Ken Dryden says of the situation, "Last year Pete, Guy and Steve were a true line. They worked the puck around the zone, keeping it in until one of them got an opening. The best thing about keeping it in the zone like that, of course, is that the other team can't score. But this year Guy and Steve were involved in a lot more two-man breaks. They were scoring a lot but they were also getting trapped up ice, which made us vulnerable on defense."

In breaking up the line, Bowman was, as usual, playing more than one angle. Of the decision to switch Mahovlich to left wing on another line—with Doug Risebrough and Mario Tremblay—Scotty says, "Sometimes Pete loses concentration. The way to get him going is to give him some new responsibility.

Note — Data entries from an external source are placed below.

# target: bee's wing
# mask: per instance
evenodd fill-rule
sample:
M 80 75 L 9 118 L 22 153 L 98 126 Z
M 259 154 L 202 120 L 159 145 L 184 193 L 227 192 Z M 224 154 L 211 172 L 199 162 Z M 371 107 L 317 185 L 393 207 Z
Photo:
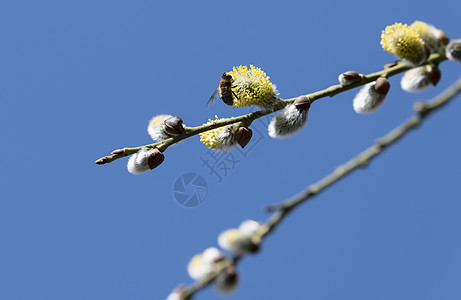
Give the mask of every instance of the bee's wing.
M 213 95 L 211 95 L 210 100 L 208 100 L 208 102 L 206 103 L 206 108 L 210 108 L 216 102 L 217 99 L 219 99 L 219 88 L 217 88 L 214 91 Z

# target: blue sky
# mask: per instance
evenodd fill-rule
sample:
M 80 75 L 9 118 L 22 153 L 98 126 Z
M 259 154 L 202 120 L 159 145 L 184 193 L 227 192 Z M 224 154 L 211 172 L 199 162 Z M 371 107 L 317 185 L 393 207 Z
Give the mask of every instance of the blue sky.
M 357 115 L 356 91 L 317 101 L 286 140 L 261 134 L 219 181 L 198 137 L 134 176 L 126 159 L 151 142 L 161 113 L 200 125 L 248 112 L 205 104 L 232 66 L 261 67 L 282 98 L 377 71 L 394 22 L 422 20 L 461 38 L 455 1 L 4 1 L 0 99 L 1 299 L 164 299 L 191 283 L 189 259 L 218 234 L 299 192 L 373 143 L 461 74 L 444 62 L 436 88 L 391 90 Z M 230 299 L 459 299 L 460 99 L 397 145 L 294 212 L 239 265 Z M 251 145 L 251 144 L 250 144 Z M 174 182 L 193 172 L 205 202 L 180 206 Z M 190 190 L 188 190 L 190 191 Z M 217 299 L 207 289 L 196 299 Z

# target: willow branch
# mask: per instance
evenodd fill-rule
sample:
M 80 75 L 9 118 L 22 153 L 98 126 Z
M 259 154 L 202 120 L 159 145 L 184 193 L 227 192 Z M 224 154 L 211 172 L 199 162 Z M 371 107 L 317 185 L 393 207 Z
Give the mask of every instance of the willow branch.
M 302 203 L 312 199 L 314 196 L 323 192 L 325 189 L 332 186 L 340 179 L 351 174 L 352 171 L 367 166 L 373 158 L 383 153 L 384 149 L 393 145 L 395 142 L 403 138 L 411 130 L 416 129 L 419 125 L 421 125 L 421 123 L 424 120 L 426 120 L 427 116 L 429 116 L 432 112 L 437 111 L 442 106 L 447 104 L 460 92 L 461 78 L 459 78 L 452 86 L 447 88 L 444 92 L 442 92 L 433 100 L 415 103 L 415 114 L 412 117 L 410 117 L 402 124 L 391 130 L 382 138 L 378 139 L 375 144 L 365 149 L 365 151 L 359 153 L 357 156 L 355 156 L 348 162 L 338 166 L 332 173 L 320 179 L 318 182 L 310 185 L 305 191 L 299 193 L 293 198 L 290 198 L 280 204 L 269 206 L 266 210 L 273 211 L 273 214 L 265 223 L 265 226 L 262 226 L 261 229 L 258 232 L 256 232 L 255 235 L 252 237 L 253 242 L 256 244 L 261 244 L 263 240 L 267 237 L 267 235 L 272 233 L 291 211 L 299 207 Z M 188 297 L 192 296 L 199 290 L 209 286 L 221 271 L 223 271 L 226 267 L 230 265 L 237 265 L 241 258 L 241 256 L 238 256 L 233 259 L 225 260 L 217 267 L 217 270 L 214 274 L 208 276 L 202 281 L 196 282 L 184 288 L 181 292 L 181 298 L 188 299 Z
M 438 65 L 440 62 L 442 62 L 442 61 L 444 61 L 446 59 L 447 58 L 446 58 L 445 54 L 432 54 L 429 57 L 429 59 L 427 60 L 426 64 Z M 347 85 L 347 86 L 340 85 L 340 84 L 333 85 L 333 86 L 330 86 L 330 87 L 328 87 L 328 88 L 326 88 L 324 90 L 317 91 L 317 92 L 314 92 L 314 93 L 311 93 L 311 94 L 307 94 L 305 96 L 307 96 L 311 100 L 311 102 L 314 102 L 314 101 L 316 101 L 318 99 L 325 98 L 325 97 L 333 97 L 333 96 L 335 96 L 335 95 L 337 95 L 339 93 L 343 93 L 343 92 L 348 91 L 350 89 L 354 89 L 356 87 L 365 85 L 365 84 L 367 84 L 367 83 L 369 83 L 371 81 L 374 81 L 374 80 L 378 79 L 379 77 L 389 78 L 389 77 L 392 77 L 392 76 L 397 75 L 399 73 L 402 73 L 404 71 L 407 71 L 407 70 L 409 70 L 411 68 L 412 67 L 407 65 L 406 63 L 399 62 L 395 66 L 390 67 L 390 68 L 386 68 L 386 69 L 384 69 L 382 71 L 371 73 L 371 74 L 368 74 L 368 75 L 363 75 L 363 79 L 360 82 L 353 83 L 353 84 L 350 84 L 350 85 Z M 171 146 L 173 144 L 176 144 L 177 142 L 180 142 L 180 141 L 182 141 L 184 139 L 187 139 L 187 138 L 189 138 L 191 136 L 200 134 L 200 133 L 208 131 L 208 130 L 219 128 L 219 127 L 222 127 L 222 126 L 230 125 L 230 124 L 235 124 L 235 123 L 242 122 L 243 125 L 249 126 L 249 125 L 251 125 L 251 123 L 254 120 L 256 120 L 258 118 L 261 118 L 261 117 L 263 117 L 265 115 L 271 114 L 271 113 L 273 113 L 275 111 L 283 109 L 287 104 L 294 102 L 296 100 L 296 98 L 297 97 L 290 98 L 290 99 L 279 99 L 280 100 L 280 105 L 277 106 L 276 108 L 272 109 L 272 110 L 260 110 L 260 111 L 256 111 L 256 112 L 249 113 L 249 114 L 246 114 L 246 115 L 242 115 L 242 116 L 239 116 L 239 117 L 234 117 L 234 118 L 229 118 L 229 119 L 219 120 L 219 121 L 217 120 L 217 121 L 212 122 L 211 124 L 204 124 L 204 125 L 197 126 L 197 127 L 186 127 L 184 132 L 182 134 L 178 135 L 178 136 L 171 137 L 171 138 L 168 138 L 168 139 L 163 140 L 161 142 L 157 142 L 157 143 L 153 143 L 153 144 L 149 144 L 149 145 L 144 145 L 144 146 L 139 146 L 139 147 L 134 147 L 134 148 L 124 148 L 123 151 L 119 151 L 118 153 L 115 153 L 115 154 L 113 153 L 112 155 L 108 155 L 108 156 L 104 156 L 104 157 L 99 158 L 98 160 L 95 161 L 95 163 L 99 164 L 99 165 L 110 163 L 110 162 L 113 162 L 114 160 L 117 160 L 119 158 L 134 154 L 134 153 L 138 152 L 143 147 L 157 148 L 157 149 L 159 149 L 160 151 L 163 152 L 169 146 Z

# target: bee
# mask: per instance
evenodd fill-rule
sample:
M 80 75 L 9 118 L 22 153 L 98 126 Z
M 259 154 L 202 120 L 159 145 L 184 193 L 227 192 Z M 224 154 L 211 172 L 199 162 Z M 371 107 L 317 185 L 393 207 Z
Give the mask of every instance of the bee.
M 232 91 L 232 88 L 235 87 L 232 86 L 233 82 L 234 80 L 231 75 L 223 73 L 221 75 L 221 80 L 219 81 L 219 86 L 216 91 L 214 91 L 213 95 L 211 95 L 210 100 L 208 100 L 206 108 L 210 108 L 216 99 L 218 99 L 218 96 L 225 104 L 232 106 L 234 104 L 234 97 L 237 98 L 235 93 Z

Besides, I'd like to get a little more size on the wings." The decision to bring in Lemaire rather than somebody else? "Jacques is a good back-checker, which is what this line needs. But I'd also like to see him become a bit more offensive-minded. Playing with Guy and Steve should help."

May all of life's problems be so resolved. In a recent four-game stretch, while playing alongside Risebrough and Tremblay, Mahovlich got two goals and two assists, and the smile he had been wearing for weeks suddenly seemed real. Moreover, Lemaire had already equaled last year's total of 20 goals and was plainly enjoying the fast company he was keeping. The baldish Lemaire likes to scoot around making short, quick passes, a different style from Mahovlich's. "Jacques passes more than Pete did but not as well," says Shutt. "Pete passes longer but Jacques gets up the ice quicker. Pete uses his size to get the puck while Jacques darts in there for it. Each guy has his own style."

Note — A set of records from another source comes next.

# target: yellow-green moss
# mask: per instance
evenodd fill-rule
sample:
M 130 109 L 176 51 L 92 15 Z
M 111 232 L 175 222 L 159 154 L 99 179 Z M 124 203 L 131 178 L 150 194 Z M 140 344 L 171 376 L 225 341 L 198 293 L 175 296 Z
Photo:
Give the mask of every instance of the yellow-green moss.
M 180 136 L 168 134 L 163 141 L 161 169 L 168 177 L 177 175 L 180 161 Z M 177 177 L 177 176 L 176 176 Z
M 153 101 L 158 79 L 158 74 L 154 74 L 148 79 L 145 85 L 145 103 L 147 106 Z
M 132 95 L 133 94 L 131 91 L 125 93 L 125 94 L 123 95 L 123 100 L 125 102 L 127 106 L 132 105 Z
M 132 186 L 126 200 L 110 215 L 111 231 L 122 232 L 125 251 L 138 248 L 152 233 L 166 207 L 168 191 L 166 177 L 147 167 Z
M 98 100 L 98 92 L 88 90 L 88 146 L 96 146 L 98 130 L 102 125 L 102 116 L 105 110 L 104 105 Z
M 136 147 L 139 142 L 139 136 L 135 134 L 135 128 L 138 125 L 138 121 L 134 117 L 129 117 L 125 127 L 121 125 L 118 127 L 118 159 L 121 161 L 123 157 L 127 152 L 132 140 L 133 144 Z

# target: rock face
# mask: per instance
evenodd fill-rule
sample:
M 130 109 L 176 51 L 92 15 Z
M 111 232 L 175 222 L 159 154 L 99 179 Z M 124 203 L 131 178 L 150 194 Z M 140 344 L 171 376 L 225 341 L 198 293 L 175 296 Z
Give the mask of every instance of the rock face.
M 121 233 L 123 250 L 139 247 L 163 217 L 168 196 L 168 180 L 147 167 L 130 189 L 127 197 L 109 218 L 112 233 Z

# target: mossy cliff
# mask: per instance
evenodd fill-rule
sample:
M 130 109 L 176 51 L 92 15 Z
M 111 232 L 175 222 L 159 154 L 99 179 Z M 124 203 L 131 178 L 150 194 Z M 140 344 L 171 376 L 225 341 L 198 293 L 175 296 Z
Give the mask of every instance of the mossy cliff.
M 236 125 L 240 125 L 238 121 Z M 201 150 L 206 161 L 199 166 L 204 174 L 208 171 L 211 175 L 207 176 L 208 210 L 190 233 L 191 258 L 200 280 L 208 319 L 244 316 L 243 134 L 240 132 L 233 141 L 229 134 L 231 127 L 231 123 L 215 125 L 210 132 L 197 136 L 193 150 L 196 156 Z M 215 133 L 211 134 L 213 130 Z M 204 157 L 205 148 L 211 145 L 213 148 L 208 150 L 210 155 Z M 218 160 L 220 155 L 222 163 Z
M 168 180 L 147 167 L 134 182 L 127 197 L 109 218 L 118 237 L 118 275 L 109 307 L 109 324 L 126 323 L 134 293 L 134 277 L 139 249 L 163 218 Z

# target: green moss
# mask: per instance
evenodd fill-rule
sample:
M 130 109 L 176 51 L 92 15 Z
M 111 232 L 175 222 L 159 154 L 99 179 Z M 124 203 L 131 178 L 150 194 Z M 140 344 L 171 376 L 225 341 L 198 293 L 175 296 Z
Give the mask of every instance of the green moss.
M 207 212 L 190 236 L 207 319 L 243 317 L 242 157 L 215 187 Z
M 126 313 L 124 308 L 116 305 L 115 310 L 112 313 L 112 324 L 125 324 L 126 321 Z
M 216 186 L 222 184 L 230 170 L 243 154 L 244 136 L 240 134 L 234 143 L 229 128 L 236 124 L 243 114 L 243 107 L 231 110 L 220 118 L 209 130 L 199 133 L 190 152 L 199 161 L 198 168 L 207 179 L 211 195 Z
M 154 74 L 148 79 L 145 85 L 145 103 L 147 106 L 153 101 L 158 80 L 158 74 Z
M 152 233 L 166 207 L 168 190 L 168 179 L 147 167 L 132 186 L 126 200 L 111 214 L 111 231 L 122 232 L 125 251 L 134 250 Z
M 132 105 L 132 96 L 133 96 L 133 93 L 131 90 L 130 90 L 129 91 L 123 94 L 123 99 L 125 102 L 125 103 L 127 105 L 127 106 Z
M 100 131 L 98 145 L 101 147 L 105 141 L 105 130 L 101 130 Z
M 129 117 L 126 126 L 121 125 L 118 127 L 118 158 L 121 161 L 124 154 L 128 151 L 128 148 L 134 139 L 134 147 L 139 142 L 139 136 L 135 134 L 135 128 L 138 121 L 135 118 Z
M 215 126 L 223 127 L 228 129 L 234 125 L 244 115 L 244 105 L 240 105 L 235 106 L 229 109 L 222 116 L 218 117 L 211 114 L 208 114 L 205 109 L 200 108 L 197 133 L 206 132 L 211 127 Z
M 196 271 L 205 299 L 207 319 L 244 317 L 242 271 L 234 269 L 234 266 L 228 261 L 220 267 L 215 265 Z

When he is really juggling up a storm, Bowman likes to say, "In a way there are no such things as real lines anymore. They just don't last long enough." Yet there remains a one-for-all quality about even the most fleeting of today's lines, a shared awareness that if even one of the three members falters, then everybody does. This is why Lafleur can shrug off his torrid scoring race with Shutt by saying, "I really don't care who wins it, as long as we do." It is also why the two of them save a little togetherness for Fill-in-the-Blank, whoever that might be at the moment. One morning, right after Lemaire joined the line, Lafleur jokingly called out to him in the club's locker room, "Hey, Jacques, stick with Steve and me and we'll put you on the map."

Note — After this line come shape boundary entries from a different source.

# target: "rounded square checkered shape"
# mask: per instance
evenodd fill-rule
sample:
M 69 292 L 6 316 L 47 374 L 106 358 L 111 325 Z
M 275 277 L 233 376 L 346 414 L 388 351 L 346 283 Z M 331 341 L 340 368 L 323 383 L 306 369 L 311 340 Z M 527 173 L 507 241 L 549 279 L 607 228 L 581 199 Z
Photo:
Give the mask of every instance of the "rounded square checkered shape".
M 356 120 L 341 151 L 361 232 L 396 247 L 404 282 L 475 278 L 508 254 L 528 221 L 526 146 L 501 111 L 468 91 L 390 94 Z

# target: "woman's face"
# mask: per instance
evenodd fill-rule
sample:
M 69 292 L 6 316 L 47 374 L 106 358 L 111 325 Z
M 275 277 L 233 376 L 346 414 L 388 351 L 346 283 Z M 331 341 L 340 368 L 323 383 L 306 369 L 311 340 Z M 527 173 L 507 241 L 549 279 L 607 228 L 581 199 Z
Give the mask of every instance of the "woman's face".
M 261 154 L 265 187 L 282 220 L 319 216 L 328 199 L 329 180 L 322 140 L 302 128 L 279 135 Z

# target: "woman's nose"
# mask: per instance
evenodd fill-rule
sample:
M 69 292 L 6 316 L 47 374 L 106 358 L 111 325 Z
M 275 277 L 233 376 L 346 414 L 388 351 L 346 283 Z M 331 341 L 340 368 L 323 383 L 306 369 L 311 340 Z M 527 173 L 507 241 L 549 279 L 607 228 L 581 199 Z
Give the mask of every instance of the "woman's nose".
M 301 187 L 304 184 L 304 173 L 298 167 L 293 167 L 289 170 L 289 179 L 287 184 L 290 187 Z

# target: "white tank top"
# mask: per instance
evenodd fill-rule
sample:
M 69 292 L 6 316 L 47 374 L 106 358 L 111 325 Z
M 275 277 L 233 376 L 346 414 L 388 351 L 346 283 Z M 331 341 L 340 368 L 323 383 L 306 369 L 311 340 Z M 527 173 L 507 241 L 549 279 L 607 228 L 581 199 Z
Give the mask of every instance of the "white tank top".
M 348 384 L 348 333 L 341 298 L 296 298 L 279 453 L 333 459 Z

A few weeks later the team was on a flight from Denver to St. Louis, and Lemaire was sitting next to a reporter who was interviewing him about the rewards and responsibilities of centering for the NHL's top two goal scorers. Lemaire suddenly turned and caught the eye of Lafleur, who was sitting farther back in the cabin. "You were right, Guy," he nodded. "You and Steve have put me on the map."